Three snakes were also found in the investigation. All animals were taken to a local zoo to receive medical attention before their release back into the wild. 

Though police have not explicitly stated why these reptiles were smuggled, the desire for exotic pets is on the rise in China, which the World Wildlife Fund (WWF) Hong Kong speculated was the purpose of the smuggling. 


A lawsuit against Disney has been filed accusing a restaurant at the park of negligence, leading to the wrongful death of a New York doctor. 

The lawsuit was filed by the doctor’s husband, Jeffrey Piccolo. He is seeking $50,000. His wife, Kanokporn Tangsuan, had severe allergies to nuts and dairy products. 

The couple engaged in several conversations with the waiter about these allergies. The waiter checked with the chef of the Raglan Road Irish Pub to ensure the dishes could be made to accommodate the allergies. 

When the food arrived, there were no “allergy free flags,” so the couple asked the waiter again if the food was prepared according to their needs. The waiter “guaranteed” the food was allergen free.  

Later in the evening, Tangsuan expressed difficulty breathing.
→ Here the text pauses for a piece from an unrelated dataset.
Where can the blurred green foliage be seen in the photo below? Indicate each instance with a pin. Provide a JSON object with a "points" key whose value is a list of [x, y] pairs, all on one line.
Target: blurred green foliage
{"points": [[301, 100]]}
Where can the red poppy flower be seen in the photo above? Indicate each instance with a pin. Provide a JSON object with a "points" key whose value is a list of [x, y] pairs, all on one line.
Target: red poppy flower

She used a self-administered epi-pen before ultimately being taken to the hospital where she died. 

A medical examiner’s investigation determined she died as a result of “anaphylaxis due to elevated levels of dairy and nuts in her system,” the lawsuit said.


The Seminole County Sheriff’s Office misused tens of thousands of dollars according to a state audit report. 

“The money that went missing was from families of inmates at the Seminole County Jail. The families had donated the funds at a kiosk for the inmates to spend inside the jail’s commissary,” KOCO reported. 

A former officer manager was primarily responsible for the mishandling. 

“By her own admission, she was the only one that had access to the kiosk and was responsible for collecting the cash and depositing it in the bank,” State Auditor Cindy Byrd said. 

Funds from a nonprofit known as the Seminole County Deputy Fund are also under investigation for suspicious use.

“There were over $80,000 of expenditures made of the nonprofit that there was no documentation as to how those funds were spent,” Byrd said.

Only a few receipts were found pertaining to the non-profit, and they were for purchases such as an ice chest, a television and fishing tackle. 

“After the Oklahoma Attorney General’s Office got involved, former Sheriff Shannon Smith resigned in August 2023. He paid back about $2,500,” KOCO reported.